CEO Says He Won’t Let USS The Sullivans Sink
The first sign that the USS The Sullivans was in danger of sinking is when staff at the Buffalo & Erie County Naval and Military Park noticed the ship was listing to port.
Park officials said the harsh winter and damaging winds have created a crisis for the 78-year-old Fletcher Class destroyer and major attraction at the park.
“We’ve got a National Historic Landmark here. She needs some help,” Paul Marzello, president and CEO of the naval park, said, promising, “I’m not going to let the ship go down on my watch.”
He said age and the weather are to blame.
“The harsh Buffalo winter weather has severely damaged the hull of USS The Sullivans below the waterline and the ship is taking on water,” Marzello said. “If we cannot repair the hull and stop the water, she will sink.”
The ship was made for speed and maneuverability with a thin coating of steel, he said.
“She certainly was not meant to sit in the water for 78 years,” he said. “This is to be expected.”
He said routine maintenance is required on ships of that age, and the naval park repairs holes to the hull every spring.
The park has a plan for the long-term repair that was supposed to start later this year, but it will cost more than $1 million. The park is waiting for funding from a number of sources for the long-term repairs.
But now the need is immediate, and the park is reaching out to the public.

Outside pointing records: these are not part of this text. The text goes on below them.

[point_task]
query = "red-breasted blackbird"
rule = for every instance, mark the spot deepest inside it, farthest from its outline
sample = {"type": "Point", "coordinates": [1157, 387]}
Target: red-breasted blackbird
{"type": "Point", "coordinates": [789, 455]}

“We’re guessing she’s got at least two to five holes that sprung out,” Marzello said, adding the damage probably is a result of ice freezing and thawing, or debris floating down the Buffalo River. The ship also could have been damaged in storms with high winds, he said.
“At this point the ship requires $100,000 in emergency repairs just to keep her afloat until we can begin the long-term repairs. We are asking for help from the public to raise the $100,000,” Marzello said.

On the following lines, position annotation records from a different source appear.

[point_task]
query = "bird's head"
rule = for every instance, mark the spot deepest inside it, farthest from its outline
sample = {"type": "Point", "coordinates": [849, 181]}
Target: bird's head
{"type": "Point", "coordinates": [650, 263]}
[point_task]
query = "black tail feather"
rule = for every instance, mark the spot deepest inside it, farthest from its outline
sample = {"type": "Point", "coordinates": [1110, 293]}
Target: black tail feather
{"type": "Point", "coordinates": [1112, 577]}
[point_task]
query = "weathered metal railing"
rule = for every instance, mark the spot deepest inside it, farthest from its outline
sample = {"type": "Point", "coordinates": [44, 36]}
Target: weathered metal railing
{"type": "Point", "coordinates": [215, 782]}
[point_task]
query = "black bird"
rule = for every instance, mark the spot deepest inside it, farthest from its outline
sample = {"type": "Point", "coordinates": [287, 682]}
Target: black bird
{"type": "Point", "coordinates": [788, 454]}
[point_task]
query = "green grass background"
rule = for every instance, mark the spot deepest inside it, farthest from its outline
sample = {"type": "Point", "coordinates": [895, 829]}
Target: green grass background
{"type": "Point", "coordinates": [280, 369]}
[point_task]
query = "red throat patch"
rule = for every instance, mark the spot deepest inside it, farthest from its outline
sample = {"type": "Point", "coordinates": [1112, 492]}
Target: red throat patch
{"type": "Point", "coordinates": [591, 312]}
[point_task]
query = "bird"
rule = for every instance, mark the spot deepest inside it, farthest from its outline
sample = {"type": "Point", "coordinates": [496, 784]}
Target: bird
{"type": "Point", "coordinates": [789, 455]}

The park is using pumps to remove the water, but they are struggling to keep up, he said. The leak is below the water line. There could be 3 to 4 feet of water in the compartment, which is not on the tour route, he said. It is feared more hull damage could result in the next four to six weeks of winter weather.
The naval park launched a major fundraising campaign last July called All Hands on Deck to raise money to support its operations, in light of reduced visitors and revenues because of the Covid-19 pandemic restrictions.
The park is extending the All Hands On Deck campaign and asking for donations from the general public. Contributions can be made securely online at keepingourshipsafloat.org or by contacting the naval park at 716-847-1773.
Every spring a certified diver inspects the ship, and repairs are made on the exterior and interior to several holes the size of a dime to a quarter, Marzello said.
He said it might take a week to pump all the water out to be able to examine the damage. Interior patches could be applied as soon as possible, but a diver could not be sent into the river for the exterior repair until the weather improves.
The ship is named for the five Sullivan brothers from Iowa who were killed in action when the ship they were serving on was struck by torpedoes and sank.
“As a National Historic Landmark, we owe it to the community and the nation that we save her,” Marzello said.